Smoothy is still green. If it does roll over I'm still thinking along the lines that Cooper mentioned. There is a weakness in the Hourly Kumo near the end of Tuesday. This may allow the market to fall, but if it turns back up off the lower red tine near the 1040 or the Weekly Kumo we will most likely see 1090. That is when I'll be watching my indicators, Smoothy, The Oracle and MoneySpy. I think Daneric is looking for something very similar.

11:30 ET
I'm not saying Price will go to the 1090 area, but I see a possible scenario if it should.
The chart below shows the Daily and Weekly Kumos. Notice the red oval I've drawn in. This is where Price may end up being sandwiched between the two Kumos. This would most likely cause the Bollinger Bands and the Keltner channels to cross resulting in a build up of market pressure and a violent move out of the trading range.
If the above scenario should work out it would also fall into line with some cycle work I've been experimenting with where the beginning of August appears to be significant.

11:10 ET

It appears that we may have peaked here. If not we have Fibonacci Ratios at 1081.49 & 1089.82.
DDF Is Bullish but The hourly Oracle is indicating a peak.
We are currently at the 50 and 200 day MA.

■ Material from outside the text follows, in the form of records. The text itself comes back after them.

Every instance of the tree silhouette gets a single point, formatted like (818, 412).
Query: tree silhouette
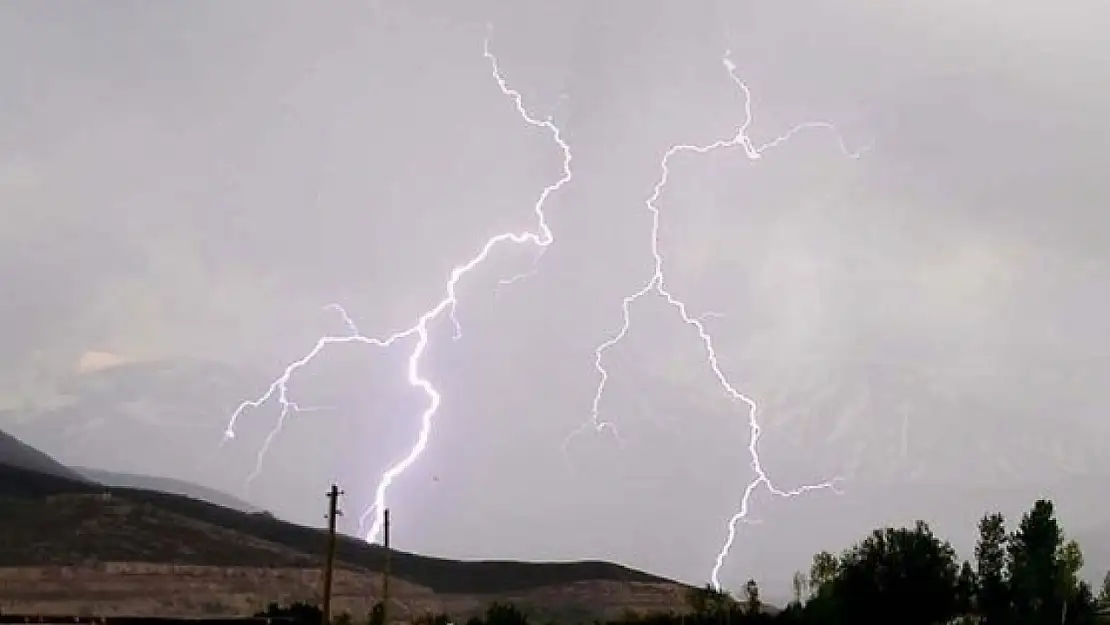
(906, 576)
(992, 601)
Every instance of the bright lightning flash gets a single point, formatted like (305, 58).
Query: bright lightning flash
(420, 330)
(656, 284)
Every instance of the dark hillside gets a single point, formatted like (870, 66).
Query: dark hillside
(16, 453)
(36, 496)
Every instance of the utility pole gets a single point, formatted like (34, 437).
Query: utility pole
(333, 513)
(385, 574)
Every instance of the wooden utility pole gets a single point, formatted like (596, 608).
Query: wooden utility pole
(385, 575)
(333, 513)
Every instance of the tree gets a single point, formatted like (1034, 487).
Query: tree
(992, 600)
(967, 586)
(823, 571)
(800, 586)
(1037, 568)
(1105, 591)
(905, 575)
(752, 603)
(505, 614)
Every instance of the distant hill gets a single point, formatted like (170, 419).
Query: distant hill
(14, 453)
(59, 517)
(165, 485)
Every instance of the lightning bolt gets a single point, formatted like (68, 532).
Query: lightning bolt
(420, 330)
(657, 285)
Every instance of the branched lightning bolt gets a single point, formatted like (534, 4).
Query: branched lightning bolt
(420, 331)
(656, 284)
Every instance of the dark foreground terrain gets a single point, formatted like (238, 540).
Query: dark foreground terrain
(70, 545)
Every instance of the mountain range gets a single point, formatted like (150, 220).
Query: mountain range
(949, 471)
(91, 541)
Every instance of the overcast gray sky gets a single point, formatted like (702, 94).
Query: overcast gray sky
(192, 182)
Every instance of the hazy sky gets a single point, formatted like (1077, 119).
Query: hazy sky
(192, 182)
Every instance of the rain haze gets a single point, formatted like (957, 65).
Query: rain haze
(184, 188)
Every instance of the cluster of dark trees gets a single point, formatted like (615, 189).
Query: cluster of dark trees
(900, 576)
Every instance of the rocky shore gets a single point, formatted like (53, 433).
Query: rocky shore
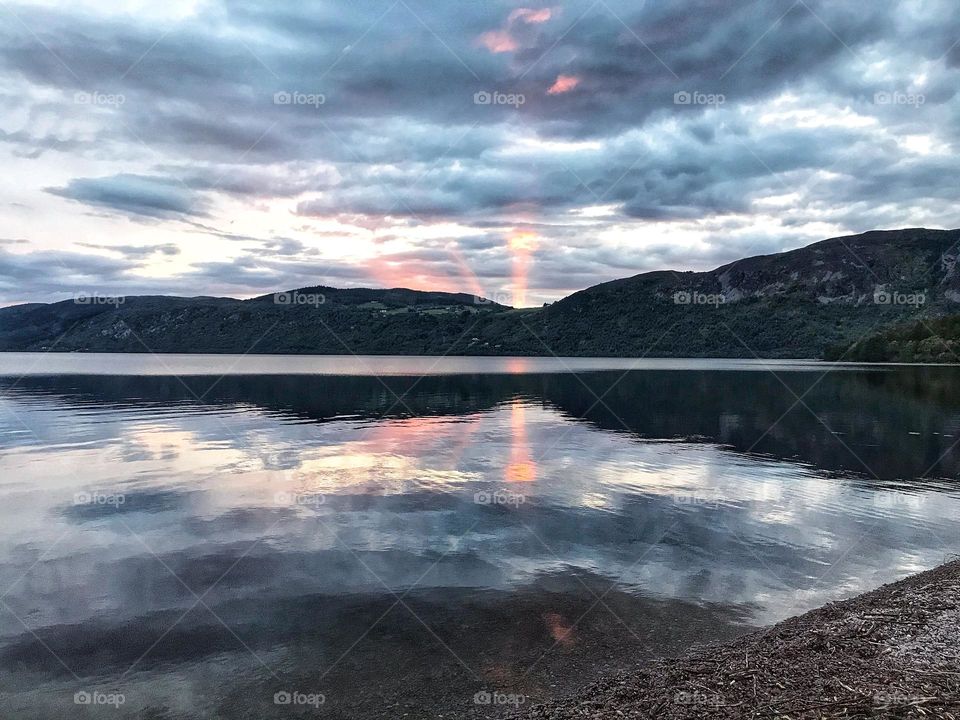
(893, 652)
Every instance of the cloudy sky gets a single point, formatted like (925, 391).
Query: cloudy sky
(519, 150)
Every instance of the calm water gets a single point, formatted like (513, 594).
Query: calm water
(391, 536)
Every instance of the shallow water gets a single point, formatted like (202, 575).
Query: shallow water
(195, 534)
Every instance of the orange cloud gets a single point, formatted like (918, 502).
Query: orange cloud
(530, 16)
(497, 41)
(563, 83)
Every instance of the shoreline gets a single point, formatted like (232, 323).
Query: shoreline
(890, 652)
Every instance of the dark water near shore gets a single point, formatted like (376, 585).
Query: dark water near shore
(194, 543)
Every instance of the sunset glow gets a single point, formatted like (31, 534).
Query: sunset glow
(563, 83)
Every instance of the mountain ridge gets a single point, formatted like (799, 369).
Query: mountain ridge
(796, 303)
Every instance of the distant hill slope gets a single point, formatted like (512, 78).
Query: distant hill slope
(792, 304)
(933, 340)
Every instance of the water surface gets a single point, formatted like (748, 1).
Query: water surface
(199, 533)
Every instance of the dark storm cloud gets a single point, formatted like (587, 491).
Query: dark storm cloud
(154, 197)
(361, 111)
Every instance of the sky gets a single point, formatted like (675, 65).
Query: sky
(515, 150)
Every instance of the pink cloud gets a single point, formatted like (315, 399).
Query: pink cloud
(564, 83)
(497, 41)
(530, 16)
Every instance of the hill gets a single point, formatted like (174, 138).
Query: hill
(793, 304)
(934, 340)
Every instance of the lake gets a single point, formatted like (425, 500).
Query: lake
(194, 536)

Analysis presented on this Blog has only informational, and educational purpose, and does not represent a proposal for buying or selling contracts, equities or currency.


  1. marking time until the time band you mentioned; very plausible, note how /ES has not been moving overnight all of a sudden. One scenario is to drift to the middle red tine then bounce mid-month to peak in late July. IMO cycle work is a proxy for astrological analysis; e.g., whereas 2-/4- week lunar cycles obtain in the absence of greater planetary influences, when other influences are stronger then lunar cycle stops working.

  2. Thanks for your input Cooper. The cycle work I was playing with is based in Fibonacci.


  3. Who knows... it could just drop from here and not bounce either, but you're right that a bounce looks better and seems to fit the way that the current market is working. Not that the correlation is strong anymore but you may have noticed that EUR/USD broke a ST trendline/wedge today, found an unyielding ceiling at 1.265 and closed unimpressively.